Behind the Screen: Nazeli Hagen

Hazeli Hagen

Nazeli Hagen is an instructor at Juni Learning. She is currently pursuing her B.A. in Computer Science at Harvard University and sings in the Harvard-Radcliffe Collegium Musicum.

When did you know you wanted to study Computer Science?

On the first day of my AP Computer Science A class in high school, we had to write a program to draw three circles on the screen. For some reason, I had the worst time figuring it out. But once I figured it out, that feeling of seeing it working and knowing that I made it happen — that’s what really got me into programming. I like being able to create something, and at the same time feeling like it was really logical.

What do you teach at Juni?

I teach across all levels — Scratch, all of the Python courses, and web development.

Why do you spend your time teaching with Juni?

I’ve always been a little regretful that I didn’t get into Computer Science (CS) earlier because it’s such an applicable subject. I really want to help younger students get exposed earlier, because there’s so much to learn. It’s a great way to teach problem solving. CS can be intimidating, so it’s really important for me to help people feel comfortable while they’re getting started.

At Harvard, I’m doing a joint concentration between CS and Women & Gender Studies. I’ve become really invested in how gender affects our field and the issues within it. For me, teaching with Juni is a chance to teach and encourage everyone, especially girls, to be comfortable and continue on with CS.

How has Juni impacted you?

Working with Juni has developed my passion for teaching. This summer, I’m traveling to Armenia to teach a two-week Computer Science workshop to local high school students. In the fall, I will also be a Teaching Fellow for the introductory Computer Science course at Harvard. The longer I teach, the happier I am that I made this decision to work with Juni.

When you love programming and you introduce it to somebody else, it brings back the excitement of learning it for the first time again. Juni is a really rewarding job. You’re working with real students, and you’re impacting the future of CS by getting others interested in it. It’s why this is so important to me.

What’s the impact of Juni’s classes being online?

It makes the classes more accessible for the students and the instructors. There’s also not a huge commitment compared to a AP CS class at school. It’s very low stress, so you’re focused on learning. It’s about learning and applying concepts and there’s no concern about grades, which can sometimes take away from the actual learning.

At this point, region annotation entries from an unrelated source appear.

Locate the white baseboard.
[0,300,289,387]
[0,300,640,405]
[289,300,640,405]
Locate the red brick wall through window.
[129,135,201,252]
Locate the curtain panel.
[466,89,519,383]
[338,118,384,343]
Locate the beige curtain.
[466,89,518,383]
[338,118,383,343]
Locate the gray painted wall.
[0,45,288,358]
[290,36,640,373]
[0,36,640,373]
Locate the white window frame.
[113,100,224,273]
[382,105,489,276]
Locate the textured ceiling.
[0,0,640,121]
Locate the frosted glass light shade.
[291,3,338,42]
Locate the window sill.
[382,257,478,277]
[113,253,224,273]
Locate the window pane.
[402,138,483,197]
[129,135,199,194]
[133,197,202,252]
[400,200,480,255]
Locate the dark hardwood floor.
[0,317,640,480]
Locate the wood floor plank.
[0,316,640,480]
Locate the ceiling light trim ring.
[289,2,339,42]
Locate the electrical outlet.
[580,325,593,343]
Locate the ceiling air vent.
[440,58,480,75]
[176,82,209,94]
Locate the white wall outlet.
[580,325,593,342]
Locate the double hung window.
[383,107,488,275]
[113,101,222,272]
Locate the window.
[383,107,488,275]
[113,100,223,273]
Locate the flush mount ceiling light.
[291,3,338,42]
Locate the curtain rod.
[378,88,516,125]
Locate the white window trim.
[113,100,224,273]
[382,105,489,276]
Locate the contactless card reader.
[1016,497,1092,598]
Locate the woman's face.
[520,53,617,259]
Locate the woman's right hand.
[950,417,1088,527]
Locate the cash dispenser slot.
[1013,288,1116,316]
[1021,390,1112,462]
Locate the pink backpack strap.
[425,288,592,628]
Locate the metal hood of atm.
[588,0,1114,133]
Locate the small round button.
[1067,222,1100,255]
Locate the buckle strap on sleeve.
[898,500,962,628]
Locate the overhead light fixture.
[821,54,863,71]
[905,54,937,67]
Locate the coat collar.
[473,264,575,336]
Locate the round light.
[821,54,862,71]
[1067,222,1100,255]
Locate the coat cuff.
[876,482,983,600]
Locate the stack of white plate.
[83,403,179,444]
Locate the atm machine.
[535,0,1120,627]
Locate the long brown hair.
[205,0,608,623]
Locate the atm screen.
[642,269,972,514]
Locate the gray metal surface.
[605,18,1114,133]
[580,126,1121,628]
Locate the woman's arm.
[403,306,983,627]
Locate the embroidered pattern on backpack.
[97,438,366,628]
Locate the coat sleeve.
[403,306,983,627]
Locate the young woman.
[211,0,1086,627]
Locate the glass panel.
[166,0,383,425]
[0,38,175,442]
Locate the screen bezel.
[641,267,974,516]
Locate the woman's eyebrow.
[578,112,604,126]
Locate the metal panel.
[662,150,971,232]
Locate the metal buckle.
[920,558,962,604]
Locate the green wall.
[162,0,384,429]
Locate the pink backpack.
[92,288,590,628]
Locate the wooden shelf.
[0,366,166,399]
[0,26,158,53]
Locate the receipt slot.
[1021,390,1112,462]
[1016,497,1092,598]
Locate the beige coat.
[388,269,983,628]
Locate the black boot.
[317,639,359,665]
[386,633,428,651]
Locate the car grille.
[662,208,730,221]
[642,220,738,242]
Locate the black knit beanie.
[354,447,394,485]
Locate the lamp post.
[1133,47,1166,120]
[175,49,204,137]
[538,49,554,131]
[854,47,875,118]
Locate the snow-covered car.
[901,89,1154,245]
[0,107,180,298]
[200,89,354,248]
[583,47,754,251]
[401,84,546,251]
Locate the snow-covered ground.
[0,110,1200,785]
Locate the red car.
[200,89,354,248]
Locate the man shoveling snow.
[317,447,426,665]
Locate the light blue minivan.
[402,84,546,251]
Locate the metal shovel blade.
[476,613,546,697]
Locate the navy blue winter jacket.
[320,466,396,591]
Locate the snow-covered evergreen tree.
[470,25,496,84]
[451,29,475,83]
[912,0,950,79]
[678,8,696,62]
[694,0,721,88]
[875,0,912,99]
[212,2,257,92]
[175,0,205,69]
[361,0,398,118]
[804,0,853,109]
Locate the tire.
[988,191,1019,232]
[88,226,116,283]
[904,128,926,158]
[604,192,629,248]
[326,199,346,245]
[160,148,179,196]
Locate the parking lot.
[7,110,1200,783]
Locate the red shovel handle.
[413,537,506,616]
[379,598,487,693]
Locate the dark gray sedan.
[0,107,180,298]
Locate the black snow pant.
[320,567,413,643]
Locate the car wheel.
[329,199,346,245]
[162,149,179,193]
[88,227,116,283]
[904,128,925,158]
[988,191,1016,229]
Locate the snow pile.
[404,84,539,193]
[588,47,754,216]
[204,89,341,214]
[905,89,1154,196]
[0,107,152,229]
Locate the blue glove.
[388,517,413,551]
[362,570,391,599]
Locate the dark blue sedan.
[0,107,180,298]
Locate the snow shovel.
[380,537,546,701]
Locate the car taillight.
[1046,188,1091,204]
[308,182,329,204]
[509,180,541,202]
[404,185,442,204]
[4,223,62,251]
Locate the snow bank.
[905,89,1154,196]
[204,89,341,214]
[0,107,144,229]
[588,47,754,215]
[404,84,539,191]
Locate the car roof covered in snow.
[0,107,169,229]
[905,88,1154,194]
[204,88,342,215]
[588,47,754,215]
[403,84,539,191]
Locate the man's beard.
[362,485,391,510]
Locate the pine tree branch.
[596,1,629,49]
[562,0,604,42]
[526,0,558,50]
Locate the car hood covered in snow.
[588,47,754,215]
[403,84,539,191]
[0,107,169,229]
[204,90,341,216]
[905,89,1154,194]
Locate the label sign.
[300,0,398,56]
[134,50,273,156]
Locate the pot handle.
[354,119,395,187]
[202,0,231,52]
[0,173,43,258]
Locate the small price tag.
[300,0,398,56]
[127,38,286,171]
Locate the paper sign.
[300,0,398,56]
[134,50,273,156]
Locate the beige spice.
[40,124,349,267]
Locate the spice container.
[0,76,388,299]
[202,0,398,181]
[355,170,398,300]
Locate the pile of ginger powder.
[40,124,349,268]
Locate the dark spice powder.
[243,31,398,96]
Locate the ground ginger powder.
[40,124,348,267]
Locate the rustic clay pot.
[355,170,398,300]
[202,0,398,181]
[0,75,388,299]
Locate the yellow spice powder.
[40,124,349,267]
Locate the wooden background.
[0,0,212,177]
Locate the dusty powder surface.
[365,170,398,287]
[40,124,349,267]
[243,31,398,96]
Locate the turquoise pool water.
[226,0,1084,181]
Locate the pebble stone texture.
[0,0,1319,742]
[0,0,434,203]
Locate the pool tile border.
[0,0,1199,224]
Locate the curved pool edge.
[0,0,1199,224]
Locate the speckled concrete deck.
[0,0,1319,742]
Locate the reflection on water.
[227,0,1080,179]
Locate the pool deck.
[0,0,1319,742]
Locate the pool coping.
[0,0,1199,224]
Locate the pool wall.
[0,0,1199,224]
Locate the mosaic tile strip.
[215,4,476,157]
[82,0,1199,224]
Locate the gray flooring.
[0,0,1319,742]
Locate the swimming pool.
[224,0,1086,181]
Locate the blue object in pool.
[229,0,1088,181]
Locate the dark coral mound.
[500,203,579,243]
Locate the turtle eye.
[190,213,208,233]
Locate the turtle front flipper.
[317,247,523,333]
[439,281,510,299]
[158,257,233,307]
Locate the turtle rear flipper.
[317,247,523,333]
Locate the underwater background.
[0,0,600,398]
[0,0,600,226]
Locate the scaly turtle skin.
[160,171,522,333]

Any advice for students/parents who are interested in Juni?

Honestly, you’re never going to regret knowing something about coding, because it’s everywhere. Learning programming helps you with problem solving in every aspect of your life. For me, learning how to break big problems down into smaller problems has helped me manage my stress in college and become a more productive person. When you’re able to think about things logically, you’re able to see a clear path to a solution as opposed to being overwhelmed by a problem.

Tell us some funny moments you’ve had with your students.

This was so adorable — one of my students was 10 minutes late for his class. He felt so bad that he was apologizing the whole time. He said, “Oh, I’m so sorry! I’ll hug you!” and he tried to hug me through the video camera. I thought it was the cutest thing ever.

I also really liked teaching a group of three eighth graders who were learning Python. As I was wrapping up class one day, they started asking me about my studies. One of my students asked about when I got into programming, and I told her I started in my junior year of high school. She responded with, “Then how did you get into Harvard?!”

As a woman, why do you think Juni works well for girls?

First of all, I think that one-on-one or small group classes are very different than the typical classroom setting. For girls, I feel that a lot of times we think we shouldn’t speak up if we’re going to get the wrong answer. If it’s one-on-one, you are forced to guess and to experiment. Also, having female CS teachers to look up to and to teach you is very encouraging. I think that CS can be an intimidating field and to work with people who have gone through it is inspiring.

What do you do for fun?

I’ve been singing in a choir since I was 8. I love being part of it — it connects you with people and makes you feel like you’re part of a community. I also love spending time with my family and friends and traveling around the world.